There’s a new product on the market now, the Rabbit A-1. According to the company, the Rabbit A-1 is the simplest computer and does everything without having to find an app on the phone screen. They claim you don’t need to learn how to use it. Just talk to the Rabbit A-1 and it learns as it goes.

That would be something new for moms of teenage boys.

On the Rabbit A-1, there’s no balancing apps and logins – ask for what you want and let the device delivers. No scrolling around, trying to remember where you stashed that grocery store app.

The Rabbit A-1 does it all with no buttons and is billed as a companion.

Let’s see – a companion that doesn’t talk back, does what you want immediately with no questions asked and never wants to borrow your car keys.

I could get used to that.

We rely so much on technology, but we’re slowly losing the ability to think for ourselves. Instead of Googling what’s the capitol of Arkansas, I need to rack my brain to come up with the answer.

It’s Little Rock, by the way, and I didn’t need to look that up.
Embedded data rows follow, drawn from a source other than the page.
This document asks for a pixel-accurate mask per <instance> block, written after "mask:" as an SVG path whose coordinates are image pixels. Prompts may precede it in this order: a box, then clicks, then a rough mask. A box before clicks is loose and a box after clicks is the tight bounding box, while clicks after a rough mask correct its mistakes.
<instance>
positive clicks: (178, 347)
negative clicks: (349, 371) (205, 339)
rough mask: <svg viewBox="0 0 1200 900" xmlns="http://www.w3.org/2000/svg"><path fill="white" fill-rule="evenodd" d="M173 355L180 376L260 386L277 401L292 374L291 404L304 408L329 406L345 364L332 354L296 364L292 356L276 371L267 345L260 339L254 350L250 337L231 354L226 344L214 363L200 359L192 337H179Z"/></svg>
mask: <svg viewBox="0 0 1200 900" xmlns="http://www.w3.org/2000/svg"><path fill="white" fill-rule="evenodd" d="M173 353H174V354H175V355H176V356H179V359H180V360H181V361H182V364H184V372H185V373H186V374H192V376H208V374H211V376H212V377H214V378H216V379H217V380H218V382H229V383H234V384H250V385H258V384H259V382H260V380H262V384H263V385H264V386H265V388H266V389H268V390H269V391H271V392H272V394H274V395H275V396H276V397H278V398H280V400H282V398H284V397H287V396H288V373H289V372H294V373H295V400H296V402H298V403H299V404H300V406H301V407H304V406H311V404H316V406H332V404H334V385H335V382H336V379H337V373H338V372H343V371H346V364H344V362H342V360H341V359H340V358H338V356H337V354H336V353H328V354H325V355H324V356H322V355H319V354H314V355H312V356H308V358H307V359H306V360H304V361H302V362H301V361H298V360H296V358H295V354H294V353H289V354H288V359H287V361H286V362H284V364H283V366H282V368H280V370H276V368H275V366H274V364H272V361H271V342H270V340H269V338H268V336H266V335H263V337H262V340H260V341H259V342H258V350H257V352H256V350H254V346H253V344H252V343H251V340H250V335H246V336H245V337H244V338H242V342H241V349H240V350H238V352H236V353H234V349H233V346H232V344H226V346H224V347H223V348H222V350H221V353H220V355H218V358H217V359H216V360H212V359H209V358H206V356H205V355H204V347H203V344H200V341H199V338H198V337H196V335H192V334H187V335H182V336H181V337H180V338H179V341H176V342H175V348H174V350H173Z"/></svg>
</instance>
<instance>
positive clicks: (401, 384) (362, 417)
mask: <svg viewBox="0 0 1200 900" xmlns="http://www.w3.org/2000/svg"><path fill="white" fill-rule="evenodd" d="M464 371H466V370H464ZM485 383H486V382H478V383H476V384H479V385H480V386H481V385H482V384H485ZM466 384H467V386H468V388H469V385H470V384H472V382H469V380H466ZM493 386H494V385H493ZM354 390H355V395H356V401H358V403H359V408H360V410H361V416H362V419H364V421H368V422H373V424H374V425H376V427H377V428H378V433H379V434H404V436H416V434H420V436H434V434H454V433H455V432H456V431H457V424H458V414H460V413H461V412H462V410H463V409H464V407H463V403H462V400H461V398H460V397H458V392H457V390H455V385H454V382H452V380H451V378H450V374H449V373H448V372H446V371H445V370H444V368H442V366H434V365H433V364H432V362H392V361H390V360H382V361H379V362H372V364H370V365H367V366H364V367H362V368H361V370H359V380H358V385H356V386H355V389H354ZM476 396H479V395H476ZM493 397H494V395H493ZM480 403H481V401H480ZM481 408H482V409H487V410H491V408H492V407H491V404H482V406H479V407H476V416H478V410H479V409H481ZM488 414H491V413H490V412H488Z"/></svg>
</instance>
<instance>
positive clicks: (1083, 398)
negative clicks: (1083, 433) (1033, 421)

Okay, I did double check my answer online.

But there’s lots of facts and tasks I want to do without the aid of a computer. I’d like to think I could get some of the answers on “Jeopardy” without the help of an online search engine.

I hope I can still name all four of The Beatles, remember the distance in a marathon is still a little over 26 miles and George Washington was the first president of the United States.

My son often calls me for advice when their toddler is sick. My remedies include Vick’s Vapor Rub and a humidifier. Ginger ale and crackers are a go-to for getting through a stomach virus.

I can still read a paper map – and fold it back up – and I know how to put windshield wiper fluid in the tank. I don’t have to check YouTube for how to set a table properly because my grandmother taught me how to do that years ago.

Text messages are fine if you want to pass on a quick message, but nothing beats a person-to-person visit, or if distance is an issue, a phone call. I could get the grocery store to deliver a bag of sugar if I run out, but if I go across the street to my neighbor’s house, I get to visit with them while borrowing what I need.

Technology does make a lot of things simpler. A calculator is a godsend for people like me who are math-challenged. YouTube has saved me money and time when something breaks, although I miss calling my dad or Uncle Jim for advice.

We can’t stop the wheels of progress, but we can decide to observe from the sidelines instead of jumping on the fast track for every shiny new gadget that comes along.

I believe that’s the stand I’ll take.

Every time, I’ll take human companions over a computer and, occasionally, trust my instincts. Besides, I’d much rather talk to my neighbor over a cup of sugar than I would have an app order it from the store.